Blunted dynamics of adenosine A2A receptors is associated with increased susceptibility to Candida albicans infection in the elderly

Detalhes bibliográficos
Autor(a) principal: Rodrigues, Lisa
Data de Publicação: 2016
Outros Autores: Miranda, Isabel M., Andrade, Geanne M., Mota, Marta, Cortes, Luísa, Rodrigues, Acácio G., Cunha, Rodrigo A., Gonçalves, Teresa
Tipo de documento: Artigo
Idioma: eng
Título da fonte: Repositório Científico de Acesso Aberto de Portugal (Repositórios Cientìficos)

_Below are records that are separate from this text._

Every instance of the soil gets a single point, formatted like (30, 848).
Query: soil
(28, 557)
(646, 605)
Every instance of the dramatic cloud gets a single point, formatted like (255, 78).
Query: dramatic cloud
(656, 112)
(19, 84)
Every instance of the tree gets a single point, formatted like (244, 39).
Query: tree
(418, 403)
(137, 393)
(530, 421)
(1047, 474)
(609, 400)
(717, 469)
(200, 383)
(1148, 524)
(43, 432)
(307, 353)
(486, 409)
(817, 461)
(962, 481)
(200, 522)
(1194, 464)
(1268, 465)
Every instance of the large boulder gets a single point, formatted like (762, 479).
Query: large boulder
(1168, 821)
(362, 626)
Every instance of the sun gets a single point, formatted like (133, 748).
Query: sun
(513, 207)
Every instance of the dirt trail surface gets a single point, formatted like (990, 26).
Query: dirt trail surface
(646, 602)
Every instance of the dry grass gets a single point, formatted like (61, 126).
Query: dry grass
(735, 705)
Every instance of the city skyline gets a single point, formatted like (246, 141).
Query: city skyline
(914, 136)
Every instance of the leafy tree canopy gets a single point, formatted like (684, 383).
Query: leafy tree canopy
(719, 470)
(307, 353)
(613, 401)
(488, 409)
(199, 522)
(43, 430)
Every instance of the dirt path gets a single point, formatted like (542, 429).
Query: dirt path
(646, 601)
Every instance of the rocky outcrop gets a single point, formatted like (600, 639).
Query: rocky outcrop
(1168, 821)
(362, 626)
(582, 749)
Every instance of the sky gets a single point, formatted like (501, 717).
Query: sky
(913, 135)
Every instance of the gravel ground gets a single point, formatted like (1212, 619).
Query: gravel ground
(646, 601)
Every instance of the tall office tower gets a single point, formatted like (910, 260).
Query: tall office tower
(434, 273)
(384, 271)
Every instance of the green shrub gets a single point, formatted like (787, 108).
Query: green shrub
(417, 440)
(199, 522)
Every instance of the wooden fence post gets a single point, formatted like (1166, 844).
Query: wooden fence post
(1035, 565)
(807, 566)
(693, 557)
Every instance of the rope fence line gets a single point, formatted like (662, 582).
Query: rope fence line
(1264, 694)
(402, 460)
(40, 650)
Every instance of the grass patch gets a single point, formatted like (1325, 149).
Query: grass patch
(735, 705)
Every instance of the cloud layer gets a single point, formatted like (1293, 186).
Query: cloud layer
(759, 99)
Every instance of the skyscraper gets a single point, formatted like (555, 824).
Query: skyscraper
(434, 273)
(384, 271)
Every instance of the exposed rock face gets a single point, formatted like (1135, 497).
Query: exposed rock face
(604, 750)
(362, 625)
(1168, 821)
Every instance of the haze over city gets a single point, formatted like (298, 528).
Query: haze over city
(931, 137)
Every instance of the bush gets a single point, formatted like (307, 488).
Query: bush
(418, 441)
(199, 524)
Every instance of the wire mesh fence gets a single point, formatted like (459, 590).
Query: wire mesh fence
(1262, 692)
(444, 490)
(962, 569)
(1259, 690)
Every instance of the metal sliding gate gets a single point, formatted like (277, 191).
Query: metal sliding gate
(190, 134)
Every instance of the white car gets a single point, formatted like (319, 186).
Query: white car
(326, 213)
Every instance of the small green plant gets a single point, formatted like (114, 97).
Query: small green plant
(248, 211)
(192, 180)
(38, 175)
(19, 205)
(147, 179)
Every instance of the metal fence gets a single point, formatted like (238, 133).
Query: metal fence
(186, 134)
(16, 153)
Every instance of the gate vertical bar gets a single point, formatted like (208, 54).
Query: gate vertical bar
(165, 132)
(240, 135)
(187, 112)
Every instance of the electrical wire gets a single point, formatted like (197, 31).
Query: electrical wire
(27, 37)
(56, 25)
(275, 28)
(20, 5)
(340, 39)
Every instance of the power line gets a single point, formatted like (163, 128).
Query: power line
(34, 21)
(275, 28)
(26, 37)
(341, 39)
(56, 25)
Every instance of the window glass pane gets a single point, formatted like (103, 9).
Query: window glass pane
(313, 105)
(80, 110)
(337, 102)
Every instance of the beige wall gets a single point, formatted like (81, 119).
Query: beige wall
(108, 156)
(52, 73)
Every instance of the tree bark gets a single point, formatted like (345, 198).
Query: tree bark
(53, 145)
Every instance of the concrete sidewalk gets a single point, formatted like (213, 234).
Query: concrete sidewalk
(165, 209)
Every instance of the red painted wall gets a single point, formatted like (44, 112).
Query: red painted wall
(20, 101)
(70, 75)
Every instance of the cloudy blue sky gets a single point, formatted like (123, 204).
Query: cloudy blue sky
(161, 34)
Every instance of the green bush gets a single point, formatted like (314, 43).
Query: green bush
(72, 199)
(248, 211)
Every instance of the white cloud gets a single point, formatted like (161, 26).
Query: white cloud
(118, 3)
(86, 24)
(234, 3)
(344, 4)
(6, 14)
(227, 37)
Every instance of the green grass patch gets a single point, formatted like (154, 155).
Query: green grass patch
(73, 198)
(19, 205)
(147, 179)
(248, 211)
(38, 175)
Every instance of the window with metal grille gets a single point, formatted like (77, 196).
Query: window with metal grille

Texto Completo: http://hdl.handle.net/10316/108735
https://doi.org/10.18632/oncotarget.11760
Resumo: Opportunistic gut infections and chronic inflammation, in particular due to overgrowth of Candida albicans present in the gut microbiota, are increasingly reported in the elder population. In aged, adult and young mice, we now compared the relative intestinal over-colonization by ingested C. albicans and their translocation to other organs, focusing on the role of adenosine A2A receptors that are a main stop signal of inflammation. We report that elderly mice are more prone to over-colonization by C. albicans than adult and young mice. This fungal over-growth seems to be related with higher growth rate in intestinal lumen, independent of gut tissues invasion, but resulting in higher GI tract inflammation. We observed a particularly high colonization of the stomach, with increased rate of yeast-to-hypha transition in aged mice. We found a correlation between A2A receptor density and tissue damage due to yeast infection: comparing with young and adults, aged mice have a lower gut A2A receptor density and C. albicans infection failed to increase it. In conclusion, this study shows that aged mice have a lower ability to cope with inflammation due to C. albicans over-colonization, associated with an inability to adaptively adjust adenosine A2A receptors density.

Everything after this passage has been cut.